Decision due on council wages
The final decision on the controversial job evaluation scheme for Staffordshire County Council employees will be made tomorrow.
The final decision on the controversial job evaluation scheme for Staffordshire County Council employees will be made tomorrow.
The council's cabinet is being recommended to go ahead with the implementation of single status which will cost £85 million and see seven out of 10 contracted employees, barring school and casual staff, get wage rises from April 1.
• 8,389 – 68.13 per cent – get an increase.
• 2,744 – 22.29 per cent – will stay the same.
• 1,180 – 9.58 per cent – lose pay from April, 2011.
The average annual wage increase across the authority is £1,256.24, while the average wage decrease is £1,276.43.
It has meant the council finding an extra £50 million more than originally planned as employees getting increases will receive up to four years back pay.
The extra money will partly be found from borrowing which would be paid back over seven years.
The new scheme will put Staffordshire into the top 25 per cent of local government payers and it is hoped it will improve the council's ability to retain staff and recruitment for difficult to fill posts including social workers.
The previous county council job evaluation scheme, which would have cost £30.5 million, was thrown out a year ago after a storm of protest from employees.

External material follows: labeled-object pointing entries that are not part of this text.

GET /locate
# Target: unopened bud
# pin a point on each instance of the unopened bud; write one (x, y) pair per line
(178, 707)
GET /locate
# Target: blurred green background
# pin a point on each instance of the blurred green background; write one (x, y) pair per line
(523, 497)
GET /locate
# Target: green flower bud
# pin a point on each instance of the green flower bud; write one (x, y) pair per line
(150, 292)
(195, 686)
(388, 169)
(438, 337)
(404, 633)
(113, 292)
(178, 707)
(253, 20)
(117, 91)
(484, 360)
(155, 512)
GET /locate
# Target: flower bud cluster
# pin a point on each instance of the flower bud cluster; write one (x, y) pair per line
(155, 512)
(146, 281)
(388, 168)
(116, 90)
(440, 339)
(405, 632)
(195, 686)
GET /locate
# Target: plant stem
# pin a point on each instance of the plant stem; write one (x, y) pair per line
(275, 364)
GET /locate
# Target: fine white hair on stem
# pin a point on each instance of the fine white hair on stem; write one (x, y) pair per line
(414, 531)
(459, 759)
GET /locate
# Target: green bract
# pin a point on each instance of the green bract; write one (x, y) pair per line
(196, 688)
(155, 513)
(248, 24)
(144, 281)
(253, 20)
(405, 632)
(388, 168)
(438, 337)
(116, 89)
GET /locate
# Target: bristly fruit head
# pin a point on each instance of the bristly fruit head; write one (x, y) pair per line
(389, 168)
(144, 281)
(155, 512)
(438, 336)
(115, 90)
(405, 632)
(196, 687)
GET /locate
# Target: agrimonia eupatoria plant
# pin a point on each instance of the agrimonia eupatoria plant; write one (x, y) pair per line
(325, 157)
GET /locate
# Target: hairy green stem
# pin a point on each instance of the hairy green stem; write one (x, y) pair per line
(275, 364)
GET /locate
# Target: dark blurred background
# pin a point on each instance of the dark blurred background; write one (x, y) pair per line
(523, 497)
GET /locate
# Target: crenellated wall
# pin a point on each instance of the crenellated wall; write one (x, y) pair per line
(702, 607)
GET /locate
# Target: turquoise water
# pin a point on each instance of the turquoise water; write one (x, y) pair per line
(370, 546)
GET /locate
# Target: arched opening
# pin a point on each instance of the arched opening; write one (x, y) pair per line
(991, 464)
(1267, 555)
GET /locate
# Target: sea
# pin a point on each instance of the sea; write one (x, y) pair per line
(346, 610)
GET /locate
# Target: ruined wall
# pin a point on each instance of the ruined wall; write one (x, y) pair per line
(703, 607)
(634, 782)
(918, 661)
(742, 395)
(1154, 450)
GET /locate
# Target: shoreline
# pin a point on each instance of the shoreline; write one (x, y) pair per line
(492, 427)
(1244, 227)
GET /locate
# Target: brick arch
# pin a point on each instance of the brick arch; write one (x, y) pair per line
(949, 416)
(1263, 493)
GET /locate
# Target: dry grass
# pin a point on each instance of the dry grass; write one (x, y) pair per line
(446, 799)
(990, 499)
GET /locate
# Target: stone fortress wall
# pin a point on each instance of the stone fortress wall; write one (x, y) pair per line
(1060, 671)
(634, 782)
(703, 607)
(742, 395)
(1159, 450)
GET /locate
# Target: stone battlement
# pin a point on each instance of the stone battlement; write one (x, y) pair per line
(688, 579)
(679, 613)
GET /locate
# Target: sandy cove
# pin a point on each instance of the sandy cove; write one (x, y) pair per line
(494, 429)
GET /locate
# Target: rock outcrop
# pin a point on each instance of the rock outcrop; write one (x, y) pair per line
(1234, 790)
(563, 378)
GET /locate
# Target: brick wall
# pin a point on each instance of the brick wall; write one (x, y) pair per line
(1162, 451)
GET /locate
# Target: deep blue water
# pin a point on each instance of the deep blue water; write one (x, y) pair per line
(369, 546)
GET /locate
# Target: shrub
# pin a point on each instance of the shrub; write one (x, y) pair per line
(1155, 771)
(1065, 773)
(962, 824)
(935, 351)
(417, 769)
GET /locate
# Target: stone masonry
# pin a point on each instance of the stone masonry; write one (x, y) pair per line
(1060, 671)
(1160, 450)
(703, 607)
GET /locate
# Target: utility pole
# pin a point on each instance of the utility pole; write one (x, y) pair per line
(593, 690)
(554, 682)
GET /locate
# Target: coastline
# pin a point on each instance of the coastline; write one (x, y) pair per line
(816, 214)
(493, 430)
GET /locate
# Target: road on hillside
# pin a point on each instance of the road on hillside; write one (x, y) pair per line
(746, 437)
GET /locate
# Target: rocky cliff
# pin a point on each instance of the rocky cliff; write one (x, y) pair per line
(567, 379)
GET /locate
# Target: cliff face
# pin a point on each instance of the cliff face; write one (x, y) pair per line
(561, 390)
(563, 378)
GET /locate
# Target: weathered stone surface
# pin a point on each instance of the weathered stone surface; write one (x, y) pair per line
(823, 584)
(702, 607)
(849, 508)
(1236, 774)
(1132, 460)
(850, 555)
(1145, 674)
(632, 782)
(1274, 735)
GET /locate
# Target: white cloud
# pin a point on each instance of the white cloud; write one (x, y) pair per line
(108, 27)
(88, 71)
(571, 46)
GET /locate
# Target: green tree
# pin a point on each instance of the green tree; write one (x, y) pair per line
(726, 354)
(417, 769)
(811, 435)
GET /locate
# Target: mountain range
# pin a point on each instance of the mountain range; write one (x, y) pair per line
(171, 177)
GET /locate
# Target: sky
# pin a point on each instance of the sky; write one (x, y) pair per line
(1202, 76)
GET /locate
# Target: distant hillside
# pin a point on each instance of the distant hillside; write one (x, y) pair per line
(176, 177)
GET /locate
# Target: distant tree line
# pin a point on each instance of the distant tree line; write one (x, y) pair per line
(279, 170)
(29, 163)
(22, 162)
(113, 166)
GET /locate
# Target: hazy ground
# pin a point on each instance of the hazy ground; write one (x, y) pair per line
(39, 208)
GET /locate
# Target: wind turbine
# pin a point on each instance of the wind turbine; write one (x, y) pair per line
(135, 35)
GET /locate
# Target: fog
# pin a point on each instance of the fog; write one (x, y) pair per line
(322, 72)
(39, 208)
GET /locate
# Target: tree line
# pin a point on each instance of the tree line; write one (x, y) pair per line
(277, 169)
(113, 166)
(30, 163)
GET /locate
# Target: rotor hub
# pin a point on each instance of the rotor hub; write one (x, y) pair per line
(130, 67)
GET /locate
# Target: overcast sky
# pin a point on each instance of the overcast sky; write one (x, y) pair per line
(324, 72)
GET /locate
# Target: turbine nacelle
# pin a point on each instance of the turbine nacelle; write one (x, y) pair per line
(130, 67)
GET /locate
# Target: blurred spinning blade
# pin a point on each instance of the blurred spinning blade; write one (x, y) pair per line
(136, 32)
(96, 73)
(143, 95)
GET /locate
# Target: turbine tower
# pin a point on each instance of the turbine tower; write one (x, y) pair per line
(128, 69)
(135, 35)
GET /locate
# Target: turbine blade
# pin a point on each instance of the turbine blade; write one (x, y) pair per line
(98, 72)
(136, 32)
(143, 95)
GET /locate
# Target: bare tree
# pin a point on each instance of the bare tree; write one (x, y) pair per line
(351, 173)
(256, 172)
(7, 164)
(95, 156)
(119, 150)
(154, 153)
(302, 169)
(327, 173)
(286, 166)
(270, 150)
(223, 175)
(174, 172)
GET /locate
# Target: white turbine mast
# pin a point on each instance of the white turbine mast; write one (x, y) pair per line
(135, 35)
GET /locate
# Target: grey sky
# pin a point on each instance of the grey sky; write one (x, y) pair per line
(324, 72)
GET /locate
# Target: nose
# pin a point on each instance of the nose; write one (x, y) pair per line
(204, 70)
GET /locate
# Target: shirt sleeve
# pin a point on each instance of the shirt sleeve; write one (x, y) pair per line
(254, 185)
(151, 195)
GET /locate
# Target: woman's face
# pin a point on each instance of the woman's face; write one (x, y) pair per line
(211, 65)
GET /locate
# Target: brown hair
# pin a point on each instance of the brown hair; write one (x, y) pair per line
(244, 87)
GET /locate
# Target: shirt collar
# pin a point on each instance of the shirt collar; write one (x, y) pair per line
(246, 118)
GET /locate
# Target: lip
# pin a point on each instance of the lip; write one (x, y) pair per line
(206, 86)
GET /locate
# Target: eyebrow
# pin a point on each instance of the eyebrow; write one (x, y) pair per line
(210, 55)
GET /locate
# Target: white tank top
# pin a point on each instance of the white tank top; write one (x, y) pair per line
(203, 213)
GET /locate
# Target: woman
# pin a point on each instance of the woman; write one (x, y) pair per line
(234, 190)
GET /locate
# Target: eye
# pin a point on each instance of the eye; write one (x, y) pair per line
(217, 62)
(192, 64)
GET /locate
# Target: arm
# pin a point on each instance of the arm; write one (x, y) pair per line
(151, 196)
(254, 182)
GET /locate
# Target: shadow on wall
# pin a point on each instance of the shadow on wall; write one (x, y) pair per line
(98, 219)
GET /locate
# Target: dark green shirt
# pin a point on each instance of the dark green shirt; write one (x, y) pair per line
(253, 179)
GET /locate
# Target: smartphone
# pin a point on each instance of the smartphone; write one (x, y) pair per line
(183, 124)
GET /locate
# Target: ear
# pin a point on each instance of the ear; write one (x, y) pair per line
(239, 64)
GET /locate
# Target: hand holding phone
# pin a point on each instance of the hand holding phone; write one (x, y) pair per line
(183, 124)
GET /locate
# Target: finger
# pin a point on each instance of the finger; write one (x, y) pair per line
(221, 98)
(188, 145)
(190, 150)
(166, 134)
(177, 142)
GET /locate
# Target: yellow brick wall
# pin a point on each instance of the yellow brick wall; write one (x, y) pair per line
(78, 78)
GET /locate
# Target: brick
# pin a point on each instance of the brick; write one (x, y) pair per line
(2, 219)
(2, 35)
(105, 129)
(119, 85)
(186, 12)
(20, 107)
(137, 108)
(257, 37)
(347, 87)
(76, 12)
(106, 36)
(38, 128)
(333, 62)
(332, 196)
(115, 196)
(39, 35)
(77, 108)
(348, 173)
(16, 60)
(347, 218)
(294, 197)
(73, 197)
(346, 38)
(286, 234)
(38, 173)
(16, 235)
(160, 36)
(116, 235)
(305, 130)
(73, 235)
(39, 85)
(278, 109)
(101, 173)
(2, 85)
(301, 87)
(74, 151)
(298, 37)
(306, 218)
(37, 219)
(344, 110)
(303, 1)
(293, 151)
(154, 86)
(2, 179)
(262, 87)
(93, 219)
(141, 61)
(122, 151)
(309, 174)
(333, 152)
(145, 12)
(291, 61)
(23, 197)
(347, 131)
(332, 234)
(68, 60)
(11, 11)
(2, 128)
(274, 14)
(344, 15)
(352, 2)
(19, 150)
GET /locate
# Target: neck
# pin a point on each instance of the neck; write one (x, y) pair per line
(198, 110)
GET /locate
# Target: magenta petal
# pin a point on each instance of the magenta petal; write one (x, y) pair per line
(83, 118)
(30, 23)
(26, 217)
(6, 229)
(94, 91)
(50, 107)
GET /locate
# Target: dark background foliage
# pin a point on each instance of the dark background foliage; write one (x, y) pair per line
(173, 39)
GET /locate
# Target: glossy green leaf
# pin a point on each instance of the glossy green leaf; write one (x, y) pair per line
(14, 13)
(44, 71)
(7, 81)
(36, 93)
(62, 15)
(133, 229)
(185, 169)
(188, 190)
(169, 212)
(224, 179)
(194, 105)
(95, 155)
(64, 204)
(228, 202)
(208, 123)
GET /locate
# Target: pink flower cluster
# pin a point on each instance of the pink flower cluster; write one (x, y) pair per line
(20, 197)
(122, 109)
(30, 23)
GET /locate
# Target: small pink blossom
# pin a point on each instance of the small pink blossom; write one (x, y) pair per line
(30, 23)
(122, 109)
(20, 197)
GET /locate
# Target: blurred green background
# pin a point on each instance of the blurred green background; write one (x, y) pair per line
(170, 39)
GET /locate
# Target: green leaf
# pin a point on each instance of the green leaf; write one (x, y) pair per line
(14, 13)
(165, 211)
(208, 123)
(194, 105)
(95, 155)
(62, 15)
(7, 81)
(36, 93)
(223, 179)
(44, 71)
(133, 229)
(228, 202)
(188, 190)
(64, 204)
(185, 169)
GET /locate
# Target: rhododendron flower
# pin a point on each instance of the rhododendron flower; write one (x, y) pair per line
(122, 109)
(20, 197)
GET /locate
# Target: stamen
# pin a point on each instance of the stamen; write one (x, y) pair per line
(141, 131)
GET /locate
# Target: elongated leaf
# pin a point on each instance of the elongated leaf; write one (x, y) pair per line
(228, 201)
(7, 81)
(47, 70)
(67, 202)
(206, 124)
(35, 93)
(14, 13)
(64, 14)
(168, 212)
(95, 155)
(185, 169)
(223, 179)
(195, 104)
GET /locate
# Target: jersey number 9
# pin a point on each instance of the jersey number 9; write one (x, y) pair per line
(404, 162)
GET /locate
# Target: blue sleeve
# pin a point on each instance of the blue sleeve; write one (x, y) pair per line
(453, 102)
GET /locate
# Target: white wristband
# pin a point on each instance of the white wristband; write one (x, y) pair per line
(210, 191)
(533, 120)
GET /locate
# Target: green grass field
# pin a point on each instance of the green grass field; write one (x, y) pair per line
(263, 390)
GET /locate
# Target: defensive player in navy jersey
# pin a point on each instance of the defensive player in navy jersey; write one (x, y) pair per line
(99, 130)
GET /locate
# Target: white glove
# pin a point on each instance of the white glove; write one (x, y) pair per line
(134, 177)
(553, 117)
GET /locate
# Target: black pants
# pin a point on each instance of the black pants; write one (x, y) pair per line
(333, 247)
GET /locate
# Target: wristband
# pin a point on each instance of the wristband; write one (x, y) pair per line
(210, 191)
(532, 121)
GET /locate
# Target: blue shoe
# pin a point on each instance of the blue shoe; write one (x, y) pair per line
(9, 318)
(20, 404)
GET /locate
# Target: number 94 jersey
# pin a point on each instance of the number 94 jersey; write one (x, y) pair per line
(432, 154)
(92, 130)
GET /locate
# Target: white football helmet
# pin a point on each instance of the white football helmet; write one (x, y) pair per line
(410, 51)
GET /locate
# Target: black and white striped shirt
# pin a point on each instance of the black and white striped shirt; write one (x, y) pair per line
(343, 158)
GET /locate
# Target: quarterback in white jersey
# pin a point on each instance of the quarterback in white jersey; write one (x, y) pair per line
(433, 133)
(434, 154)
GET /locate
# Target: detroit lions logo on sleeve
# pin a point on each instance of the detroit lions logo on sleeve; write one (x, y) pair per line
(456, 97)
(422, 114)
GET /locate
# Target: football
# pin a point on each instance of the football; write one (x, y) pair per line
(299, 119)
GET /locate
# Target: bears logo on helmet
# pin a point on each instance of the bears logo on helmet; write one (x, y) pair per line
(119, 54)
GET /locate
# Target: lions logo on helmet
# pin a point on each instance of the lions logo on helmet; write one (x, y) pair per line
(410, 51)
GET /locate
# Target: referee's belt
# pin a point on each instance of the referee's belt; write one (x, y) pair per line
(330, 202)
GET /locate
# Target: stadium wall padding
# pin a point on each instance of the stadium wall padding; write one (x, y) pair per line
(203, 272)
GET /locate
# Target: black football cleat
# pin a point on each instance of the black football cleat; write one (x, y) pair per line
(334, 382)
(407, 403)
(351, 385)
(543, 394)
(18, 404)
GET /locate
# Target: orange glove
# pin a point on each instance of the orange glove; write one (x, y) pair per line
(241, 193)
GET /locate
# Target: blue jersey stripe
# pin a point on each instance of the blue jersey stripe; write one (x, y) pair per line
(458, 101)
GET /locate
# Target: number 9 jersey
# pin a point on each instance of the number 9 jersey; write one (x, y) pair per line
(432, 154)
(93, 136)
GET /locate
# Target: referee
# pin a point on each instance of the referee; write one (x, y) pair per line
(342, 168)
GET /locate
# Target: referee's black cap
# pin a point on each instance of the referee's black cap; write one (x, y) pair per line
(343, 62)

It was to have been implemented from April last year.
That scheme would have seen 28 per cent of core staff lose pay and 36 per cent get increases with only three years of back pay.
Under the new scheme those to lose pay would enter a three-year pay protection procedure under which levels would be maintained until 2011.
The details of the scheme for non-teaching staff at schools have yet to be revealed.
Stafford Borough Council has yet to announce the outcome of its work on single status.
Job evaluation is a national agreement between local government employers and trade unions – Unison, GMB and T&G.